Skip site navigation (1) Skip section navigation (2)

Re: optimising data load

From: Ron Johnson <ron(dot)l(dot)johnson(at)cox(dot)net>
To: PgSQL Novice ML <pgsql-novice(at)postgresql(dot)org>
Subject: Re: optimising data load
Date: 2002-05-23 02:40:07
Message-ID: 1022121607.19121.81.camel@rebel (view raw or flat)
Thread:
Lists: pgsql-novice
On Wed, 2002-05-22 at 16:05, John Taylor wrote:
> On Wednesday 22 May 2002 18:40, Ron Johnson wrote:
> > On Wed, 2002-05-22 at 08:45, John Taylor wrote:
> > > 
> > > Hi all,
> > > 
> > > I'm (still) working on an application to regularly populate my database with some data provided from
> > > a third party DB.
> > > 
> > > I'm still having really bad performance problems.
> > > There are 300,000 records to be inserted, but I'm only getting 10,000/hour.
> > > 30 hours to populate a single table is just not on.
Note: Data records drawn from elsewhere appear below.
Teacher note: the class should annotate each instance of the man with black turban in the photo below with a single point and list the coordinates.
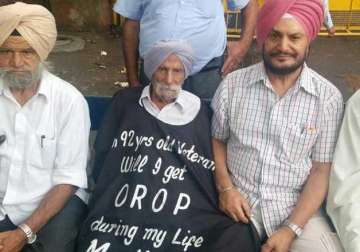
(44, 128)
(274, 130)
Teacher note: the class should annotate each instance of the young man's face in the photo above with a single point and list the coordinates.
(19, 63)
(168, 79)
(286, 47)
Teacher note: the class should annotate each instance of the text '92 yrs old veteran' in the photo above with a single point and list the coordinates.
(45, 127)
(155, 191)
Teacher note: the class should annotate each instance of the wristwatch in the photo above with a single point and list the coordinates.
(30, 236)
(295, 228)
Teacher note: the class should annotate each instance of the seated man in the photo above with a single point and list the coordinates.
(275, 126)
(44, 128)
(344, 190)
(155, 191)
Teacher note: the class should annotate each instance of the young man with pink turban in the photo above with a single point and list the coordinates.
(44, 130)
(274, 129)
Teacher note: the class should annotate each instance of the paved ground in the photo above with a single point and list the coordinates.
(338, 59)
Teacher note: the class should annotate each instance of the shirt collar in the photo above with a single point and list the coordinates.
(304, 81)
(43, 88)
(180, 100)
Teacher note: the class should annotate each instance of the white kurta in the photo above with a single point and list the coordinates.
(46, 145)
(343, 203)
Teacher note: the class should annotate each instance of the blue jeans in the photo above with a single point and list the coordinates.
(60, 233)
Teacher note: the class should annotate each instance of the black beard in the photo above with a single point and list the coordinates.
(284, 70)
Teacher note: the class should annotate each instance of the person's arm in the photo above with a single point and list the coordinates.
(315, 189)
(236, 50)
(344, 189)
(328, 20)
(310, 200)
(130, 43)
(53, 202)
(231, 202)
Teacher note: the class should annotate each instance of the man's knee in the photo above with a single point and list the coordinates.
(318, 236)
(61, 231)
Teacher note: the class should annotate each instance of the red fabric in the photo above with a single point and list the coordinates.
(309, 13)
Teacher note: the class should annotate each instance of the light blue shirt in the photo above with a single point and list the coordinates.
(200, 22)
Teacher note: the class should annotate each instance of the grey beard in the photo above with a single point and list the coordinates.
(21, 80)
(165, 92)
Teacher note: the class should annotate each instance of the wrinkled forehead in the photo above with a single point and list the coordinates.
(172, 61)
(16, 43)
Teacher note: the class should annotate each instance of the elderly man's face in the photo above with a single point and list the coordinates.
(168, 79)
(286, 47)
(19, 63)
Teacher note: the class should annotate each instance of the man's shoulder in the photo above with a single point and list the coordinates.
(354, 101)
(324, 88)
(128, 95)
(244, 76)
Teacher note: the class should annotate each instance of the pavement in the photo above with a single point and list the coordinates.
(98, 69)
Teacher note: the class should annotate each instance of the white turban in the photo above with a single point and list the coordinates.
(161, 50)
(34, 23)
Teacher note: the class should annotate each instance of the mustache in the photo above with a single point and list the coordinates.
(280, 53)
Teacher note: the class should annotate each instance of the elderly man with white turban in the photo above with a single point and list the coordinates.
(44, 130)
(155, 191)
(274, 130)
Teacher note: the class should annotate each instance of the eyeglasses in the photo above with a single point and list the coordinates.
(25, 54)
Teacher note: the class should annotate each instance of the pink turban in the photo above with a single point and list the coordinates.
(309, 14)
(34, 22)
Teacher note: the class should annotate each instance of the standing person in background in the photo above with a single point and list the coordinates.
(328, 20)
(199, 22)
(343, 201)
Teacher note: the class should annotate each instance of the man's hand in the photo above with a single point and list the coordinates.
(233, 204)
(12, 241)
(280, 241)
(236, 51)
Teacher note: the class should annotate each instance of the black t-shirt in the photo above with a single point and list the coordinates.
(155, 191)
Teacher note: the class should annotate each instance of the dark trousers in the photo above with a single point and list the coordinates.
(203, 84)
(60, 233)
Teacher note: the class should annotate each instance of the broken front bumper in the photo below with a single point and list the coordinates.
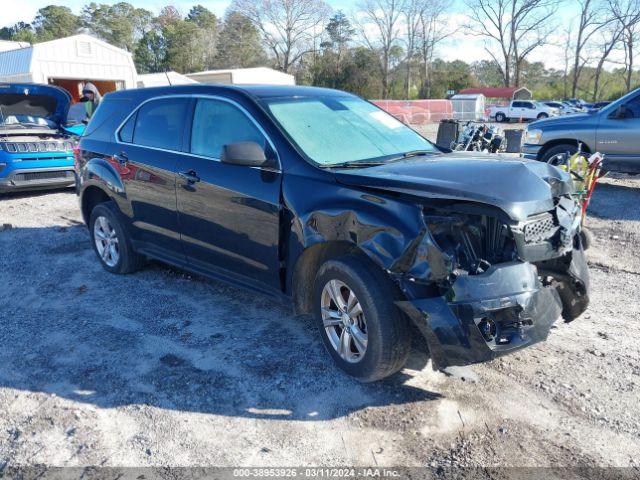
(488, 315)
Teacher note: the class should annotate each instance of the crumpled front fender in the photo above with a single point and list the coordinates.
(510, 297)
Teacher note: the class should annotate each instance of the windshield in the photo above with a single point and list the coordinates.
(337, 130)
(24, 121)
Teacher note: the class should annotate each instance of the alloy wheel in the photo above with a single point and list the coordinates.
(106, 240)
(344, 321)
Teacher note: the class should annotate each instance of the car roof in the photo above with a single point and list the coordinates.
(254, 91)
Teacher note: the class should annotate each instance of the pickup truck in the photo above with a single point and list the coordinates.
(522, 109)
(613, 131)
(321, 200)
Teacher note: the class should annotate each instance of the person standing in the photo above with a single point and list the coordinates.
(91, 98)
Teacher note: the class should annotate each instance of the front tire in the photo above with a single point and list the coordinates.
(361, 328)
(110, 240)
(556, 153)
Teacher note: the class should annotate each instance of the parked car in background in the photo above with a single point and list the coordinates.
(522, 110)
(322, 200)
(599, 105)
(563, 108)
(36, 148)
(578, 103)
(613, 130)
(573, 107)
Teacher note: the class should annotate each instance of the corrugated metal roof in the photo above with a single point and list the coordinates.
(9, 45)
(13, 62)
(500, 92)
(76, 57)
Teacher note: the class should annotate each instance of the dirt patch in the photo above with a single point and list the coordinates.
(164, 368)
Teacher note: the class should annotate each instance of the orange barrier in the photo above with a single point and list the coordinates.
(417, 112)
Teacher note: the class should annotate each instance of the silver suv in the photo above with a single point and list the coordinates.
(614, 130)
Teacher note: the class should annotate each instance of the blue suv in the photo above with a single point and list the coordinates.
(36, 148)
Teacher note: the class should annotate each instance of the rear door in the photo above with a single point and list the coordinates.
(149, 149)
(228, 214)
(516, 109)
(617, 137)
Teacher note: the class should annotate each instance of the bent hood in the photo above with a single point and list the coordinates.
(561, 120)
(45, 101)
(518, 187)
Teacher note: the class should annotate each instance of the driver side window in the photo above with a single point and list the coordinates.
(217, 123)
(633, 107)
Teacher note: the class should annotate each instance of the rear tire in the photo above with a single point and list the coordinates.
(388, 342)
(586, 238)
(110, 240)
(550, 155)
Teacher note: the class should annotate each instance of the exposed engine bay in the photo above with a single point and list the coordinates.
(501, 284)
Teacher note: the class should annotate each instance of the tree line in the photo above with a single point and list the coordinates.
(383, 49)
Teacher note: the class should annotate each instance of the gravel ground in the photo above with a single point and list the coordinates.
(162, 368)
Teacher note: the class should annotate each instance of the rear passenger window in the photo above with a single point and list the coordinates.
(126, 132)
(160, 123)
(217, 123)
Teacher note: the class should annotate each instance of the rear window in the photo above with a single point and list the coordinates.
(106, 118)
(160, 123)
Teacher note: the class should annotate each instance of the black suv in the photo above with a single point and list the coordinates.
(320, 198)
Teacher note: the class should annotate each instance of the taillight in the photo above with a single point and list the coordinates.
(77, 155)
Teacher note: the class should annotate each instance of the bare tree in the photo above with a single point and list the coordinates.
(592, 18)
(378, 23)
(611, 37)
(290, 28)
(516, 27)
(423, 28)
(432, 30)
(627, 13)
(411, 13)
(568, 53)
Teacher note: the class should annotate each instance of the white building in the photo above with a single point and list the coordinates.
(69, 62)
(244, 76)
(468, 106)
(8, 45)
(163, 79)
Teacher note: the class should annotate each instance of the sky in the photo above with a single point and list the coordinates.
(458, 47)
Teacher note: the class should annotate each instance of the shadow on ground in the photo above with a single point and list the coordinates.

There must be something seriously bad going on.
> > 
> > From what I see of your INSERT statement, you are joining orderheader 
> > to orderlines and then inserting those records into orderlines.
> > Is that correct?
> 
> Yes, unfortunately I get incomplete data, so I need to select some details before inserting.
> 
> > 
> > I think I'd make a view from the SELECT portion.  Then, nightly:
> > 1. COPY out the view.
> > 2. Drop the index(es) on orderlines
> > 3. COPY into orderlines
> > 4. recreate indexes on orderlines.
> 
> So, how would I merge the data from the view with the data to copy in ?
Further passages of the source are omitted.